There wasn’t a red carpet or Oscars being handed out—and there certainly wasn’t a slip up about who won Best Picture—but students and parents at Liberty STEM had a whole lot of fun with with some of their favorite movies last week.
During their 4th Annual Family STEM Night, Liberty students and their families gathered around different tables and took on challenges designed to enhance their knowledge and skills at Science, Technology, Engineering and Math.
The first couple of years the event held no theme, but last year’s theme was “FROZEN: Making Science Cool”—which of course, was based on the mega-popular Disney hit movie and featured exciting activities like “Building Olaf,” “Arctic Excavation,” and more.
This year, the school realized they couldn’t “let it go” and decided to build on that success to an even larger degree, creating STEM activities based on popular children’s and family movies.
The collection of movies and their implications in STEM activities was far and wide:
- Trolls – help Poppy and Branch escape the Bergens. Use index cards, straw, and tape to build a vehicle that rolls. Record how far your vehicle went.
- The Secret Life of Pets – build a shelter for your pet using pipe cleaners.
- Brave – Make a bow and arrow and help Merida win the archery contest between clans.
- Big Hero 6 – cushioning foam Play-doh.
- Chicken Run– explore sounds and vibration by making a clucking chicken sound
- Frozen– make a snowflake with snow paint.
- Finding Dory – make a marble run and help Dory find her way home.
- Ghost Busters – get slimed.
- Star Wars – chemical reaction with Oobleck.
- Planes – explore aerodynamics and create your own plane.
- Flubber – watch a chemical reaction occur with your own homemade Gak.
- Moana – help save the heart of Te Fiti and build a boat to sail the Pacific.
Jana Coatney, a teacher at Liberty STEM, says that STEM night is important as important to the parents as it is the students. “STEM Night is our opportunity to involve families and show them what their children have been learning through Science Technology Engineering and Math (STEM),” she says.
Though the activities are not expensive and do not take hours to complete, the goal is similar to their everyday goals at Liberty STEM: solving problems.
“Many supplies we use in our event are things you have at home already—paper, cornstarch, foil, shaving cream, etcetera,” Coatney says. “We use STEM as an opportunity to encourage and develop problem solving skills. STEM Night is great to show parents what students are learning during the day at Liberty.”
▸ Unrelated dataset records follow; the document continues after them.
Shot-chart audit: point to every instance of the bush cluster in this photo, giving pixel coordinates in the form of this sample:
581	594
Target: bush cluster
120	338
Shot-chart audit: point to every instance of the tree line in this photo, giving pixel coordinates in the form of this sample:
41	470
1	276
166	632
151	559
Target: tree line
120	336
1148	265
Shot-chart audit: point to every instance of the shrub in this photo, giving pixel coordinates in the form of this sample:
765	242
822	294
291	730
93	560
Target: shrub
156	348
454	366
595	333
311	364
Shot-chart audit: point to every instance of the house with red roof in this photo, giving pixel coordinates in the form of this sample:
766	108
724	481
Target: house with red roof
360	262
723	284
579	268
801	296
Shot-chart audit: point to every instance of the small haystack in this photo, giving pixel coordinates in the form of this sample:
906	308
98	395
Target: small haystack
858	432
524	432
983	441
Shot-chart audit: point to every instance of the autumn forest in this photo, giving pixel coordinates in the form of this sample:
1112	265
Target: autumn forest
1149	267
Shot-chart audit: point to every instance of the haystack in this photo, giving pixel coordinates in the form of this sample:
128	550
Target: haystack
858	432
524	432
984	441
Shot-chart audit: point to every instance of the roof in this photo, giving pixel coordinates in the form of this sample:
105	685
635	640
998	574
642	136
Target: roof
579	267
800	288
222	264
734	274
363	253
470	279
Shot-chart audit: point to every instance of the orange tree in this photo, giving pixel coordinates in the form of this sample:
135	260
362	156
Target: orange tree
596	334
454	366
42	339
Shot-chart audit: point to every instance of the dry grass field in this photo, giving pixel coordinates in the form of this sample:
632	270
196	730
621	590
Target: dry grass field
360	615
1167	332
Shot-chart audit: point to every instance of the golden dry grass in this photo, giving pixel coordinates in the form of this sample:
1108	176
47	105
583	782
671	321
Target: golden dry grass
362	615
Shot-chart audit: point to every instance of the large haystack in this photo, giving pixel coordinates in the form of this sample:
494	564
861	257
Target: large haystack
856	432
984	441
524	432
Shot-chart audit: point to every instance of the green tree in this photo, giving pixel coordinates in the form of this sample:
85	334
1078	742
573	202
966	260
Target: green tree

She also says that the event is important in that it gives students the opportunity to become critical thinkers and excel through varied experiences. “STEM increases student engagement and gives all students and opportunity to shine,” she says.
Family STEM night is funded through school’s TAPS (Teachers and Parents of Sapulpa) organization. Liberty Elementary was converted to a STEM school 4 years ago and currently enrolls about 240 students.